I commend the financial institutions that have chosen to speak out, such as the London Clearing House, which has been quite open that its clients are demanding that it moves transactions to New York, taking its ecosystem and over 100,000 jobs with it. The insurer Lloyd's has been regretful but clear that it must have a major EU hub. Even little fintechs are considering second headquarters. For many in the industry, decision time is approaching. Given how long it takes to set up new operations, they need answers on what the UK-EU relationship will be-indeed, they need to know what the UK relationship with global regulators will be-not in two years' time but in six months or less. I fear that by that point negotiations with the EU will barely have started, never mind finished.

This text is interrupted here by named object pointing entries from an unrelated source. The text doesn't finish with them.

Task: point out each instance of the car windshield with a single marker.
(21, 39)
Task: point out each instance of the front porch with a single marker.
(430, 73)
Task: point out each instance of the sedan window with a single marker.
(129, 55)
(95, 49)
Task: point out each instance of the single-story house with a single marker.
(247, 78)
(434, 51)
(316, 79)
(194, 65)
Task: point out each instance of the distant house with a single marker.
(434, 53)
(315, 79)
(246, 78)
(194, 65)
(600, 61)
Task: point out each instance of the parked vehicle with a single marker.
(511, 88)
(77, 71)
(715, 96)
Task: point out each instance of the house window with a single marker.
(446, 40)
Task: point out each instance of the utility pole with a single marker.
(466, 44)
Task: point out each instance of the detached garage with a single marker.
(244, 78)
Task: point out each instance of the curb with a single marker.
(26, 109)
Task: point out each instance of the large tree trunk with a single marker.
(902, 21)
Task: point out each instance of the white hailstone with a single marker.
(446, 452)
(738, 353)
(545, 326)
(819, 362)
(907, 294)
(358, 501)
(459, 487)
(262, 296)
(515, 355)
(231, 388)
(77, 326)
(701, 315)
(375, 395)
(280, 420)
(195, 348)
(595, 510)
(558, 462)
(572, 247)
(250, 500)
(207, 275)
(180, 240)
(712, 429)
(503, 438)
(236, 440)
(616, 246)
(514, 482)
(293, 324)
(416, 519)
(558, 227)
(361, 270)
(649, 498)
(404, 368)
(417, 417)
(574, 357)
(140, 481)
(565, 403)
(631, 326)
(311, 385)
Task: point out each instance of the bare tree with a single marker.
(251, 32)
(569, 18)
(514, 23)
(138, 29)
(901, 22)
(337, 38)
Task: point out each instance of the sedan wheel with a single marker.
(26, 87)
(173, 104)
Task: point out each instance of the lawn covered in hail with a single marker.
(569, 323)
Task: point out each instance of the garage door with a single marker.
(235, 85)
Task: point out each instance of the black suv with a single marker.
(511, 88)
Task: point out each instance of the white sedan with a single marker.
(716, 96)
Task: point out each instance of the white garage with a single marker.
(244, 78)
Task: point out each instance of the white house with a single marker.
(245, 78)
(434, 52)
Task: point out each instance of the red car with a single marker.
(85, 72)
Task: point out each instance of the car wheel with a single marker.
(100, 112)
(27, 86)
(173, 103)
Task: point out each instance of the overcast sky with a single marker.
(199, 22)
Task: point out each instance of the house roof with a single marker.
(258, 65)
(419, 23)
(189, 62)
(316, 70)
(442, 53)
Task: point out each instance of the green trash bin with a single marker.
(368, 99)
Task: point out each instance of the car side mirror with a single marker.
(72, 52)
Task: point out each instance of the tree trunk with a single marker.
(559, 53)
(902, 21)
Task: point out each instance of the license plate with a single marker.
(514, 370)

The Government dismiss all these concerns by saying that the EU needs us more than we need it. However, I point out that where Frankfurt, Luxembourg and Dublin are unable to take business from the UK, New York will. Once out of the EU, the only advantage that the UK has over the US in European terms is a time difference. The specialist skills of London are already being transferred to New York. That is well under way.

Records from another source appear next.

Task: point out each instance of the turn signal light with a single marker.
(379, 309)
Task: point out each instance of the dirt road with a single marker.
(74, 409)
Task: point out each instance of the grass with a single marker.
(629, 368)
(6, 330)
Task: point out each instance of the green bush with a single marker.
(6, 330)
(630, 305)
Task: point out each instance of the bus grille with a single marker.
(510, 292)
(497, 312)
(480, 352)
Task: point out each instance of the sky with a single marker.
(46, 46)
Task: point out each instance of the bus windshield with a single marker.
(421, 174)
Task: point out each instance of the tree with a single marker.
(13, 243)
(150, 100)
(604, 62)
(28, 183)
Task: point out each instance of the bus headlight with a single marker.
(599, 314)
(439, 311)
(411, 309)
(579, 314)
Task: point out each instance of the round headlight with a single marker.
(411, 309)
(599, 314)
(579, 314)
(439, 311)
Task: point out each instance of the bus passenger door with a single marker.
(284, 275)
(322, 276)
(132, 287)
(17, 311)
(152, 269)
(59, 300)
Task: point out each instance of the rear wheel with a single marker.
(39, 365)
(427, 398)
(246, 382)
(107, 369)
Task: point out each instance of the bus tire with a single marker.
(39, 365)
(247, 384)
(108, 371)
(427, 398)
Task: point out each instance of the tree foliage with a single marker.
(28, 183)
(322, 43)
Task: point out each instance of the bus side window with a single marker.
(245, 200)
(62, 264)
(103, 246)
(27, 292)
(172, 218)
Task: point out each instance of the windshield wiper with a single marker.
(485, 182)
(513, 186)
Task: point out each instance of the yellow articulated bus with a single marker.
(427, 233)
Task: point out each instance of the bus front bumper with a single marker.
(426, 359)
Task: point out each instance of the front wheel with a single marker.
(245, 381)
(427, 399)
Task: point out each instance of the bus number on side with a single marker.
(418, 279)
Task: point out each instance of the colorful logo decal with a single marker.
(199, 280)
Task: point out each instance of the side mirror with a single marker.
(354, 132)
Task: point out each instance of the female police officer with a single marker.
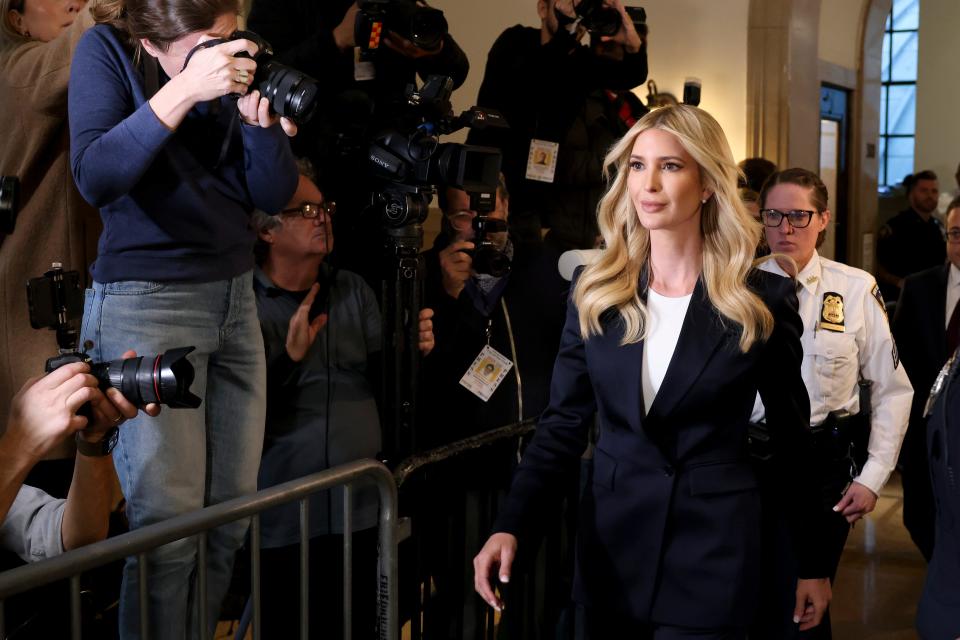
(846, 339)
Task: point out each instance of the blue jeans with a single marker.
(185, 459)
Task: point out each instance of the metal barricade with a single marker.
(138, 543)
(460, 614)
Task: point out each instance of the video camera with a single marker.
(56, 302)
(9, 202)
(602, 20)
(425, 27)
(410, 161)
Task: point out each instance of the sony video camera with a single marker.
(410, 161)
(56, 302)
(489, 241)
(602, 20)
(9, 202)
(292, 94)
(425, 27)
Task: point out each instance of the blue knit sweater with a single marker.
(170, 212)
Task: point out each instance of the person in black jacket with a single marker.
(540, 80)
(359, 100)
(520, 316)
(912, 240)
(669, 336)
(938, 613)
(922, 328)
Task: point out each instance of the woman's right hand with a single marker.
(216, 71)
(496, 556)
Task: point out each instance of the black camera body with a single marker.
(9, 203)
(425, 27)
(292, 94)
(488, 255)
(410, 161)
(56, 302)
(602, 20)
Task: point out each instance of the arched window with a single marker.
(898, 98)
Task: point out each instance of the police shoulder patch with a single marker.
(831, 312)
(875, 292)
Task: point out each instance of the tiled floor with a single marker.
(881, 576)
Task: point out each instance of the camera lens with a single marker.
(164, 378)
(427, 28)
(291, 93)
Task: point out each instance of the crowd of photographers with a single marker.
(174, 129)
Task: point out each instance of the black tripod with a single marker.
(404, 210)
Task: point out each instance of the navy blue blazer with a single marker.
(938, 616)
(669, 527)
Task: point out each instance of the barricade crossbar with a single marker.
(136, 543)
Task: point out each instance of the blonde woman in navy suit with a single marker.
(669, 337)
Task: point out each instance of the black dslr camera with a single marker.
(489, 241)
(56, 302)
(423, 26)
(602, 20)
(9, 201)
(292, 94)
(410, 161)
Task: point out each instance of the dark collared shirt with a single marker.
(321, 412)
(909, 244)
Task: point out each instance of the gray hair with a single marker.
(262, 221)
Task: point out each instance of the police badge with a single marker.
(831, 313)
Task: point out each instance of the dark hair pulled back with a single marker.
(161, 21)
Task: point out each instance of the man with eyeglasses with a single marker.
(322, 338)
(912, 240)
(927, 328)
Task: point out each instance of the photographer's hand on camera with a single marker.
(627, 36)
(44, 411)
(426, 340)
(456, 267)
(255, 111)
(343, 32)
(210, 73)
(409, 50)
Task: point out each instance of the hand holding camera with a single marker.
(215, 71)
(627, 33)
(456, 267)
(48, 409)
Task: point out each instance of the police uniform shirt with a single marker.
(846, 335)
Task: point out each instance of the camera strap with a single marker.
(151, 84)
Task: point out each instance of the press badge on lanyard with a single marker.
(363, 70)
(542, 160)
(487, 371)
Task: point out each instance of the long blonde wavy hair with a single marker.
(730, 235)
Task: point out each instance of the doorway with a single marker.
(834, 167)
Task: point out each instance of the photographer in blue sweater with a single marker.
(177, 162)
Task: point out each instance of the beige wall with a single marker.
(938, 91)
(713, 47)
(839, 23)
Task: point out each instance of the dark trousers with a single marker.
(778, 592)
(606, 625)
(280, 588)
(918, 505)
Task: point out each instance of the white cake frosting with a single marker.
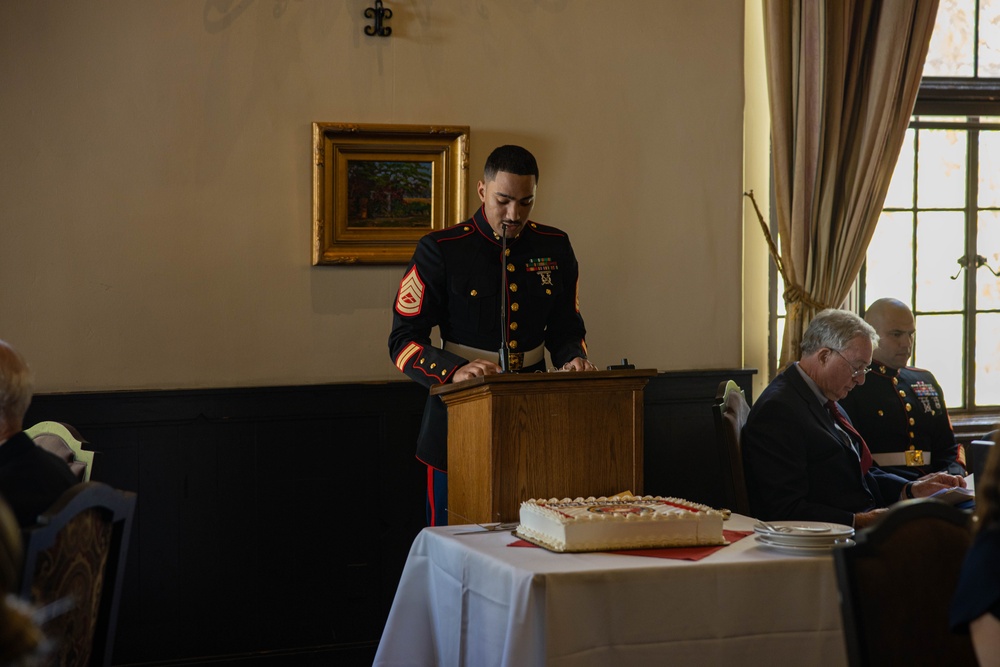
(622, 522)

The Government's answer is that they will replace MiFID and the other regulatory structures that we have with the EU with forms of mutual recognition or joint supervision through equivalency agreements-bespoke, untried, long-term equivalency agreements, dozens of them of extraordinary complexity. Unfortunately, what once looked like a possible solution, though hard to achieve in the timeframe, now seems likely to founder on the Government's insistence that they will not in any way engage with the European Court of Justice to adjudicate, even on a joint basis, the rules of agreements.

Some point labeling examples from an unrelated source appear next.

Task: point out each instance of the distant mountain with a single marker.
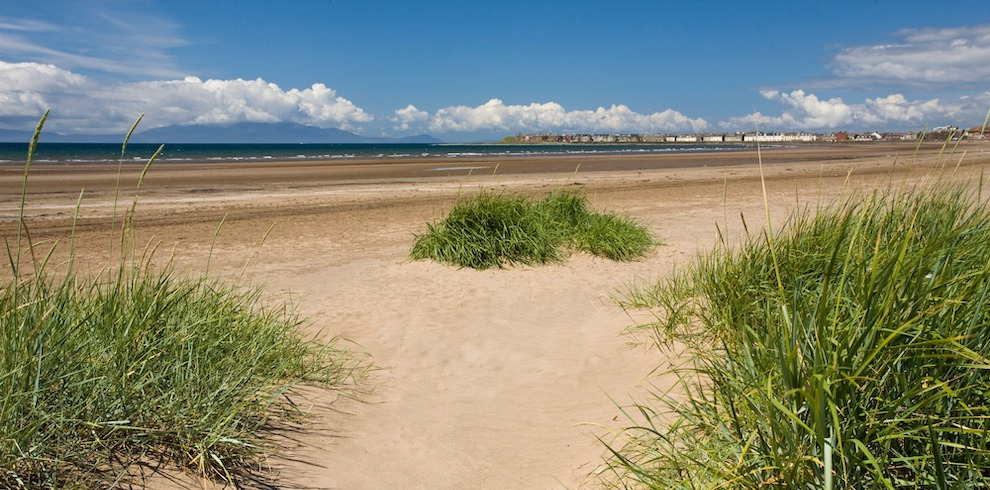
(245, 132)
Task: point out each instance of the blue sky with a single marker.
(470, 71)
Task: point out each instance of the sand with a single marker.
(483, 379)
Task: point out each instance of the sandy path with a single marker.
(486, 379)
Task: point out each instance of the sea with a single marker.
(139, 153)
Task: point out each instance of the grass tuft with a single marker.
(492, 230)
(852, 351)
(141, 366)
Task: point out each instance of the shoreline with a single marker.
(476, 371)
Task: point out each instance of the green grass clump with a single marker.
(494, 230)
(849, 350)
(137, 366)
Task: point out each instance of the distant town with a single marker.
(940, 133)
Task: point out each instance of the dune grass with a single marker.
(492, 230)
(142, 366)
(850, 349)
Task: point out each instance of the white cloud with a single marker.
(407, 116)
(924, 57)
(97, 37)
(495, 115)
(806, 111)
(80, 104)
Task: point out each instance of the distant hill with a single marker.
(245, 132)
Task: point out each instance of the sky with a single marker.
(478, 71)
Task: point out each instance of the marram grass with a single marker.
(851, 350)
(138, 366)
(492, 230)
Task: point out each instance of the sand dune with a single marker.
(485, 379)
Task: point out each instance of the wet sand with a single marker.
(485, 379)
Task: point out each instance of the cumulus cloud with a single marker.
(924, 57)
(407, 116)
(495, 115)
(806, 111)
(81, 104)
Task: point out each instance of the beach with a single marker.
(501, 379)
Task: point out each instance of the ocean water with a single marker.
(69, 153)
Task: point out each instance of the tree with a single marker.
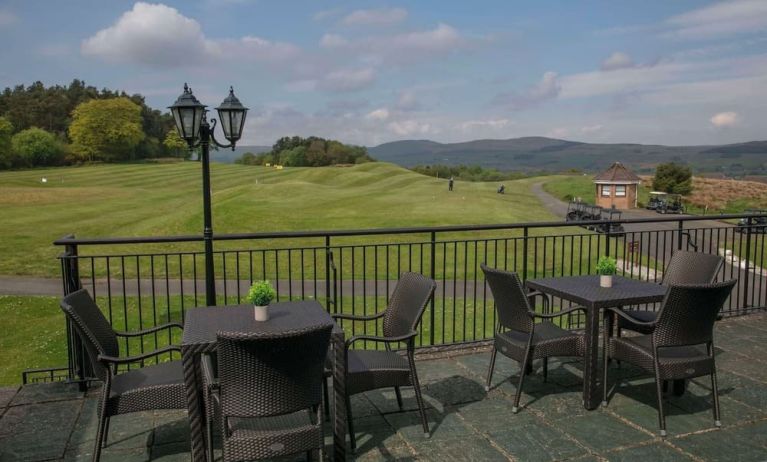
(6, 155)
(176, 145)
(673, 178)
(35, 146)
(106, 129)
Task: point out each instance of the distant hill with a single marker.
(553, 155)
(227, 156)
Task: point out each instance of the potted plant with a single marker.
(606, 268)
(261, 294)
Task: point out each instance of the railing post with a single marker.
(433, 273)
(746, 258)
(70, 273)
(525, 233)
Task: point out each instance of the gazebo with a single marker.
(617, 187)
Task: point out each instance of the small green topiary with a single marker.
(607, 266)
(261, 293)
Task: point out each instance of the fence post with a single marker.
(525, 233)
(746, 258)
(70, 274)
(433, 274)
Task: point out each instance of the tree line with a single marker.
(467, 172)
(59, 125)
(313, 151)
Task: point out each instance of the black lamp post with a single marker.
(193, 127)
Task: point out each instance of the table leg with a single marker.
(339, 398)
(591, 389)
(191, 365)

At this point, when we are being asked to consider triggering Article 50, the Government can tell us for certain only that a large part of one of our key industries, a major contributor to jobs, taxes and exports, is at risk. It has been put at risk not by Brexit but by the Government's hard Brexit decisions and red lines. No one in this House or in the other place knows where in the range of outcomes the actual, final negotiated deal will fall. Will we remain one of the two great global financial centres of the world? Will we lose major activities such as clearing? Will we be reduced to just a substantial financial centre? If we do not know the answers for this sector, we do not know what the outcome will be for the economy as a whole.

I fully understand that for the Government the economy is low on the EU agenda compared to reducing immigration and removing any jurisdiction from the ECJ. I am pretty sure, however, that those are not the priorities of the British people. So let the people see the final Brexit deal, consider its consequences and decide on it. In two years we will have facts and reasonable clarity, not just speculation. Surely then is the time for the British people to have the final word.